Pour ma part, je parviens à accéder au quai, billet valide et caméra en poche. Alors que j’achève une prise de vue du TGV en question, avant de monter dans la rame, six policiers, accompagnés d’une “responsable” de la communication de la SNCF m’interpellent. “Filmer ici est strictement interdit sans autorisation spéciale de la SNCF” me dit la communicante alors que me voilà cerné par la police. Je demande alors la raison de cet interdit et je comprends vite que je ne pourrai pas lutter : “c’est Vigipirate”. Me voilà donc sous le coup des lois anti-terroristes!

Suit un contrôle en règle de tous les papiers que je peux fournir : sauf-conduit professionnel, passeport et billet de train. Les journalistes, ce soir là, ont dû être les seuls à qui on a demandé les billets avant leur accès au train. Une partie de ma bande est effacée.

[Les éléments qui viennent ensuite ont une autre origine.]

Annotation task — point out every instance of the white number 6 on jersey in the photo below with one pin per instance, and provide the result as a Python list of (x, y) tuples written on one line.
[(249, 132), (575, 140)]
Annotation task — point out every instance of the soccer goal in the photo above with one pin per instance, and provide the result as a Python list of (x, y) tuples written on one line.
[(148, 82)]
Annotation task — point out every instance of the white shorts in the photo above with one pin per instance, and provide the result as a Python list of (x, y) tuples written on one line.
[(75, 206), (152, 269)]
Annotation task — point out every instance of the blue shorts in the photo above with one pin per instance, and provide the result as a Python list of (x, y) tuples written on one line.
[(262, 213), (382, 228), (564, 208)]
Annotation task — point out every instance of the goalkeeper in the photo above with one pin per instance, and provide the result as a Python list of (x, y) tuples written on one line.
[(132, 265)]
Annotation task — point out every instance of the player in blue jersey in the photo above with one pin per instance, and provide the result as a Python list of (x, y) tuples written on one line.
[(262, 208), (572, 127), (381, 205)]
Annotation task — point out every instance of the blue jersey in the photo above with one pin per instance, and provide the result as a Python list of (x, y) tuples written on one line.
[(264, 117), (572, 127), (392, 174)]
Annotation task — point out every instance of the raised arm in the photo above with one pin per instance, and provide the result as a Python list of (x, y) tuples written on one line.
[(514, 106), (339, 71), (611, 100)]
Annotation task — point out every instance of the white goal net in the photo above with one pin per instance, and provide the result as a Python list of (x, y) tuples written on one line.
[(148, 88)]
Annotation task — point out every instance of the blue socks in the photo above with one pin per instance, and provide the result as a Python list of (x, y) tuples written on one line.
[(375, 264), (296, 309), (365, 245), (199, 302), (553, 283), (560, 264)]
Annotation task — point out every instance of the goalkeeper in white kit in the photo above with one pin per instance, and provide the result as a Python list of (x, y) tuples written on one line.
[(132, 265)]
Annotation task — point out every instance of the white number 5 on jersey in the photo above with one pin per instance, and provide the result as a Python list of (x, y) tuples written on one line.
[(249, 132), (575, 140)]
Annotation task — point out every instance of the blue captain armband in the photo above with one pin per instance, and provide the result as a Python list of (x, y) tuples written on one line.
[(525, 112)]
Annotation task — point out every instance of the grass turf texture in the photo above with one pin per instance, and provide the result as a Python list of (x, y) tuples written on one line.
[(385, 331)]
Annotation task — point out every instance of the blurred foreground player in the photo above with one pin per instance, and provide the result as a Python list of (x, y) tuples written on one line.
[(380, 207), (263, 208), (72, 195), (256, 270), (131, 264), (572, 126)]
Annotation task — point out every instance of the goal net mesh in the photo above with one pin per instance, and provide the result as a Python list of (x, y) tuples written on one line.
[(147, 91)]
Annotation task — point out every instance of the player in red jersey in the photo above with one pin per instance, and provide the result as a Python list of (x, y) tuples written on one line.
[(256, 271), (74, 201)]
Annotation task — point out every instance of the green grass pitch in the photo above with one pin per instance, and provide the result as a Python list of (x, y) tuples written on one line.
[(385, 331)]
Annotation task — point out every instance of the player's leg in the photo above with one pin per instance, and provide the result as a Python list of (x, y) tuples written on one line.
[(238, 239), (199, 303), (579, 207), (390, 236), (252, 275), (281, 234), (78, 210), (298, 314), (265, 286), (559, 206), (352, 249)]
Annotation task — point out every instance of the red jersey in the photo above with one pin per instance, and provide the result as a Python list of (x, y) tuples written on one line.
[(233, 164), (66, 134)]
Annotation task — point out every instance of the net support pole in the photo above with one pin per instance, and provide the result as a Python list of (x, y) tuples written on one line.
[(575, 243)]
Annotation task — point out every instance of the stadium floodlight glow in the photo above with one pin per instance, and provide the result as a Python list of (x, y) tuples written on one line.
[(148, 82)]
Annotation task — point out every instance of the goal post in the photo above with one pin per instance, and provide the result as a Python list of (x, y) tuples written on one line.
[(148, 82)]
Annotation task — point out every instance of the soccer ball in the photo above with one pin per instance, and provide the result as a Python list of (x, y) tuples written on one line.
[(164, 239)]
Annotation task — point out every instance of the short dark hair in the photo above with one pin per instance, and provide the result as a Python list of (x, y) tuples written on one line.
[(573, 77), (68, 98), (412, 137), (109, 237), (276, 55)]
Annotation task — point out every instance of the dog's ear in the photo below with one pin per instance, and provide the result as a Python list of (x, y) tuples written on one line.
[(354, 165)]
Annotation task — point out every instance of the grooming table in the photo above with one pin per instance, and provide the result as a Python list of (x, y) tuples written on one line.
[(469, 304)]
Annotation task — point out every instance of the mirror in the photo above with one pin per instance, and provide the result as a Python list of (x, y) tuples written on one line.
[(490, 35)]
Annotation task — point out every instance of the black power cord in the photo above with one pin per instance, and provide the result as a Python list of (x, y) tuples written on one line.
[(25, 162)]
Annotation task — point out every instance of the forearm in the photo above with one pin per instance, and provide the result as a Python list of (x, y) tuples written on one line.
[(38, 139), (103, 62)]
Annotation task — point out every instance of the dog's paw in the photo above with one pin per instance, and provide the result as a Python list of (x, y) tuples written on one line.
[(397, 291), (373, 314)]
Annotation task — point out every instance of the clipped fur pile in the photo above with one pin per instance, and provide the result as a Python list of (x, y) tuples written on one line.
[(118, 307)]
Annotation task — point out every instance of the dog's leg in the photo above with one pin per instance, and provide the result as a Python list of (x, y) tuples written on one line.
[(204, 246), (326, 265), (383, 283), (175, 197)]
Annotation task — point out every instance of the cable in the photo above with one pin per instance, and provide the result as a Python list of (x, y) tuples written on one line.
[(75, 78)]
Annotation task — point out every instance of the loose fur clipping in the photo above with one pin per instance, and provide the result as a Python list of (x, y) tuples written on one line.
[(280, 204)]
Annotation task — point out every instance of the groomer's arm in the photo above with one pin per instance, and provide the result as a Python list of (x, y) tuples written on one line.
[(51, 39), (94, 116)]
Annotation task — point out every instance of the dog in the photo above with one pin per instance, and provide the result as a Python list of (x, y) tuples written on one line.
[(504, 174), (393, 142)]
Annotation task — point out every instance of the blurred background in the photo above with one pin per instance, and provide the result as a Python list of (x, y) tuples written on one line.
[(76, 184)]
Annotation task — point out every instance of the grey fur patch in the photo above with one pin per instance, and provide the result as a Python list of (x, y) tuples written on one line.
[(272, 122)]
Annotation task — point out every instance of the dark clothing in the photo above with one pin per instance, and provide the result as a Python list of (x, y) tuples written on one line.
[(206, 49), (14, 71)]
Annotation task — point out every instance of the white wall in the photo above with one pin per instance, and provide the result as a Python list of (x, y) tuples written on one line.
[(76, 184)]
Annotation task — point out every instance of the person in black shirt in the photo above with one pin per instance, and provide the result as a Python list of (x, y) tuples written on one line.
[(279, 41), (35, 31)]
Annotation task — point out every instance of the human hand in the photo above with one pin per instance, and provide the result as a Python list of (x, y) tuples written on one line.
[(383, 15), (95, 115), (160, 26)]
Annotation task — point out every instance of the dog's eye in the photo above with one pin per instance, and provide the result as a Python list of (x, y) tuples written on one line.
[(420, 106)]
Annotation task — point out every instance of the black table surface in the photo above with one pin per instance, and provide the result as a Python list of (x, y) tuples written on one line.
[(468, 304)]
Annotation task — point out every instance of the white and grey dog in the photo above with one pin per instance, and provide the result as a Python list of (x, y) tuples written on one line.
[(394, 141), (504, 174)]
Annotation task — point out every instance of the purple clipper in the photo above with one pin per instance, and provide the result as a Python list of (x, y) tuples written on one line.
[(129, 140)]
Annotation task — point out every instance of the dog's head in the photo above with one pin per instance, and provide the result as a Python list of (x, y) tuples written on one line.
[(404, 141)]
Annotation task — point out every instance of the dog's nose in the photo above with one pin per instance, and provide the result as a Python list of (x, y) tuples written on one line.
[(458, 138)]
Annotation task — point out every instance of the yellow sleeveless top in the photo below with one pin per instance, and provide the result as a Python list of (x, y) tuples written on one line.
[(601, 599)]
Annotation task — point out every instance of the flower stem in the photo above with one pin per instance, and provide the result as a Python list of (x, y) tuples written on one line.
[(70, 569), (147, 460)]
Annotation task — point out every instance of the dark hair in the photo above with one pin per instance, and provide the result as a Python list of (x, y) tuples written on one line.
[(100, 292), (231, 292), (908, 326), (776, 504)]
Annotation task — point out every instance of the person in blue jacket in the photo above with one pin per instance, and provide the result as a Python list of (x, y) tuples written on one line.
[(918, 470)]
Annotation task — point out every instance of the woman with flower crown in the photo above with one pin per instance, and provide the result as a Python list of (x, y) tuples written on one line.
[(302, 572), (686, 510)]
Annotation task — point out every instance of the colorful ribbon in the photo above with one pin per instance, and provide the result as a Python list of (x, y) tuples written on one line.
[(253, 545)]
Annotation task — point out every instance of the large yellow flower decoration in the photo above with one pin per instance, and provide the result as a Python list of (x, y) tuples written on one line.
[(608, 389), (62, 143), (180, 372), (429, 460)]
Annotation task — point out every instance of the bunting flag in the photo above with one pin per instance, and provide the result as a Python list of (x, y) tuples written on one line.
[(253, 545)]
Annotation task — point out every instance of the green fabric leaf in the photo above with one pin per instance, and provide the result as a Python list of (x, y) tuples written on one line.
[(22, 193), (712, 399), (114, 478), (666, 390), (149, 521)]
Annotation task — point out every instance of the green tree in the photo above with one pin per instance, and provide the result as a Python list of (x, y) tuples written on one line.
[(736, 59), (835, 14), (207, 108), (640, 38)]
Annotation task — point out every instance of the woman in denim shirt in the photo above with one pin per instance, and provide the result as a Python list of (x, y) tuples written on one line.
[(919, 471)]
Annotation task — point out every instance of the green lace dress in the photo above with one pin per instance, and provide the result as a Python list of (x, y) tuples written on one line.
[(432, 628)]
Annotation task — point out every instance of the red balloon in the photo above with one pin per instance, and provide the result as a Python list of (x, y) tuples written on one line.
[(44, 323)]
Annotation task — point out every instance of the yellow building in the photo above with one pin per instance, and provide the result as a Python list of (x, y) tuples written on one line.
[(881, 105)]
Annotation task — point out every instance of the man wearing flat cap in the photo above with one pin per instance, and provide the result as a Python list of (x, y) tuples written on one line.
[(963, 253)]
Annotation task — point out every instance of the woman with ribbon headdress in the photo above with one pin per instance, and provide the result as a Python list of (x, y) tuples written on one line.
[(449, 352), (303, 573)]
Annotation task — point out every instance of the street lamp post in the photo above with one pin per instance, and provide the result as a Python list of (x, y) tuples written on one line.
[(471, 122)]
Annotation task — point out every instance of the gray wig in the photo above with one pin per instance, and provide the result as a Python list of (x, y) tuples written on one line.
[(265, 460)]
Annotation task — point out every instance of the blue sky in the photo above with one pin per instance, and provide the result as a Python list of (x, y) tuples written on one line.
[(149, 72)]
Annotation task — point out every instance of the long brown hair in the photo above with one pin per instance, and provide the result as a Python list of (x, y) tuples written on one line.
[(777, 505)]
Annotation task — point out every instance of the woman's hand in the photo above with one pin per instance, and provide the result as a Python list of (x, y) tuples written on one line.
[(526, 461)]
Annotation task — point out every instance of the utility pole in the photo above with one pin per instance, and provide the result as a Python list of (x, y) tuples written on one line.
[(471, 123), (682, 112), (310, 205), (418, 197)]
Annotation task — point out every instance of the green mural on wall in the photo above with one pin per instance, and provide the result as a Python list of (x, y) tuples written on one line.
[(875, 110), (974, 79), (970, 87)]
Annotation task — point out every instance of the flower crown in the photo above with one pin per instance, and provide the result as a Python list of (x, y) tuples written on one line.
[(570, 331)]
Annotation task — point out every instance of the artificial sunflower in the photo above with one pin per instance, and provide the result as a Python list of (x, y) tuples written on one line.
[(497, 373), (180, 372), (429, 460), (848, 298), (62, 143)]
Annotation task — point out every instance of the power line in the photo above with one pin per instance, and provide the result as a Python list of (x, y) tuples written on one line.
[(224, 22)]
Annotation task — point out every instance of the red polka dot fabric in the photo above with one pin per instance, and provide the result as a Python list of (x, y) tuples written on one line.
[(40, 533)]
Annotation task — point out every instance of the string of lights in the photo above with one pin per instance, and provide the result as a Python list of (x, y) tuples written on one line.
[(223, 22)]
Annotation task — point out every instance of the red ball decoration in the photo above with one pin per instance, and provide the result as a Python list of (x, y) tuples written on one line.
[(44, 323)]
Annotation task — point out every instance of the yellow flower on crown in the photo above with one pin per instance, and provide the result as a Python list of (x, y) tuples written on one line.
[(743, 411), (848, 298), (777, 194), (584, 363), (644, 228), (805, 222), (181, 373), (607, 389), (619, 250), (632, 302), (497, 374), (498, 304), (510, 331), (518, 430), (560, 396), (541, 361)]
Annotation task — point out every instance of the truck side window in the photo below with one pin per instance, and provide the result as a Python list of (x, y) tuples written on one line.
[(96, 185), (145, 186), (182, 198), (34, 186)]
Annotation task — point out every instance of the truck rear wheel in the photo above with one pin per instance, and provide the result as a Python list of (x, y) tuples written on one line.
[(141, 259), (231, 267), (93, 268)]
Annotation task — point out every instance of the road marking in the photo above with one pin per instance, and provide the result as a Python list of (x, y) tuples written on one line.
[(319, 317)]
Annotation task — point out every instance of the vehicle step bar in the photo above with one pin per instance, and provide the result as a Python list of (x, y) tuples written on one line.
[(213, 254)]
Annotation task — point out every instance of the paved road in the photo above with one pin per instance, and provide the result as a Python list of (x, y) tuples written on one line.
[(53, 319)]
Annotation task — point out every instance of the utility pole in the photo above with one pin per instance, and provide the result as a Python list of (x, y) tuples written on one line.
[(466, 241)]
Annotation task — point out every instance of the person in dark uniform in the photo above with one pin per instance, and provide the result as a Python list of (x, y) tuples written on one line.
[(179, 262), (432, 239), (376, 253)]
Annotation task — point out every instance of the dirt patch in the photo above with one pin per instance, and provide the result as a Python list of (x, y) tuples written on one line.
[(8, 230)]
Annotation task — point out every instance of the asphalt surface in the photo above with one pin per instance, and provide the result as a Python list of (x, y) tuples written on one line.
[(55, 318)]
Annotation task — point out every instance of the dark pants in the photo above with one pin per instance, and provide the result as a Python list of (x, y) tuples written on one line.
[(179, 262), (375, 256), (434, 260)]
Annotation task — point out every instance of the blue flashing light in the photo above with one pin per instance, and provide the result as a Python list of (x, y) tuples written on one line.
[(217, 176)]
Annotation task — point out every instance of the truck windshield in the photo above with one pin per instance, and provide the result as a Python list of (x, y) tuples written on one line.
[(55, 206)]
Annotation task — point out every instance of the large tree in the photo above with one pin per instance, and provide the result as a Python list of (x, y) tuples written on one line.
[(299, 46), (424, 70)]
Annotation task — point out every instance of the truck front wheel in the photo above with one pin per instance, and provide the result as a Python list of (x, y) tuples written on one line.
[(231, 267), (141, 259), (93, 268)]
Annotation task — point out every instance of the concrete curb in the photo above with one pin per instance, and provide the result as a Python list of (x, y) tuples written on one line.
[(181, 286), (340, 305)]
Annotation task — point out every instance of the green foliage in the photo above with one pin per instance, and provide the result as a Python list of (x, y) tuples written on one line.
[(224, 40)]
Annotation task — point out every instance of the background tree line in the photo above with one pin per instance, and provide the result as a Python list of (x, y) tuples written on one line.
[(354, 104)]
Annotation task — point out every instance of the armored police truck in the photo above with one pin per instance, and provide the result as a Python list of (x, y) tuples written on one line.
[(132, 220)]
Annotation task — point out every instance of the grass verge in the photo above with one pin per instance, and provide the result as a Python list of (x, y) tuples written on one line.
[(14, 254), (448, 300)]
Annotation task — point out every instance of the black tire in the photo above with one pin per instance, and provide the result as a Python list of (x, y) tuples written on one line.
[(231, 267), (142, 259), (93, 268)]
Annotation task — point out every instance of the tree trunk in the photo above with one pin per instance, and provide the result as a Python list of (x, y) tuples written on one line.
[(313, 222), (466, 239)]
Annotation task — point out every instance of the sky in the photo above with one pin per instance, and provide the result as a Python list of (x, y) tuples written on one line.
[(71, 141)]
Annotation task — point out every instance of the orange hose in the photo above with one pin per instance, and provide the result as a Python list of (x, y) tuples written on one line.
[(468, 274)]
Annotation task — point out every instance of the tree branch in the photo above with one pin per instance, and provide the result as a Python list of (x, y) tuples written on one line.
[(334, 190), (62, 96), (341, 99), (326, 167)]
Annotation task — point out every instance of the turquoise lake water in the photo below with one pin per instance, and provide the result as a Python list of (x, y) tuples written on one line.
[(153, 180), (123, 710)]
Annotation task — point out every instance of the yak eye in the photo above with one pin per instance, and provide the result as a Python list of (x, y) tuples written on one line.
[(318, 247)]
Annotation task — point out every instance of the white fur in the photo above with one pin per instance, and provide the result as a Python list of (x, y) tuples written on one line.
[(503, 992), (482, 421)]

Mais on est bien décidé à me faire louper le train : le contrôle dure, mon passeport est dans les mains de la police ferroviaire et la communicante débite les menaces, notamment sur la saisie de mon matériel.

J’avais pourtant joint, dans l’après-midi, le service de communication de la SNCF. On m’avait promis de me rappeler…

Je suis stagiaire, et la communicante de la SNCF se saisit de ce prétexte pour dénoncer le fait que je ne suis “pas un journaliste chevronné”, et estimer que je suis inapte, de fait, à la couverture des actualités SNCF. Elle demande la saisie de ma caméra et contrôle mes papiers. Lui faisant remarquer qu’elle n’est pas habilitée à faire ce genre de choses, le ton monte. Et cette fois-ci, on atteint 10 policiers autour de moi. Dans le genre discret, on a vu mieux : c’est le journaliste qui se fait prendre en photo par les passagers qu’il devait interviewer.

L’officier de police qui arrive reprend les choses en main, recadrant de fait la communicante : mes papiers sont en règle, je dois simplement cesser de filmer. Alors qu’un compromis est trouvé avec cet officier, plutôt professionnel, la communicante indique aux passagers que le retard du train est dû… aux journalistes récalcitrants… C’est pourtant la mise à quai tardive de la rame qui en est la cause. Les passagers, d’ailleurs, ne s’y trompent pas.

Je réussis, malgré tout, à monter dans le train à la dernière seconde, suivi par des agents de la police ferroviaire. Je récupère alors mon passeport. Seule une courte interview, qui sera diffusée dans l’après-midi, pourra être réalisée d’autant que la plupart des grévistes se trouvent dans la première rame alors que je suis dans la seconde, où sont néanmoins rassemblés plusieurs d’entre eux. La SNCF aura partiellement réussi à empêcher mon reportage en me laissant monter au dernier moment.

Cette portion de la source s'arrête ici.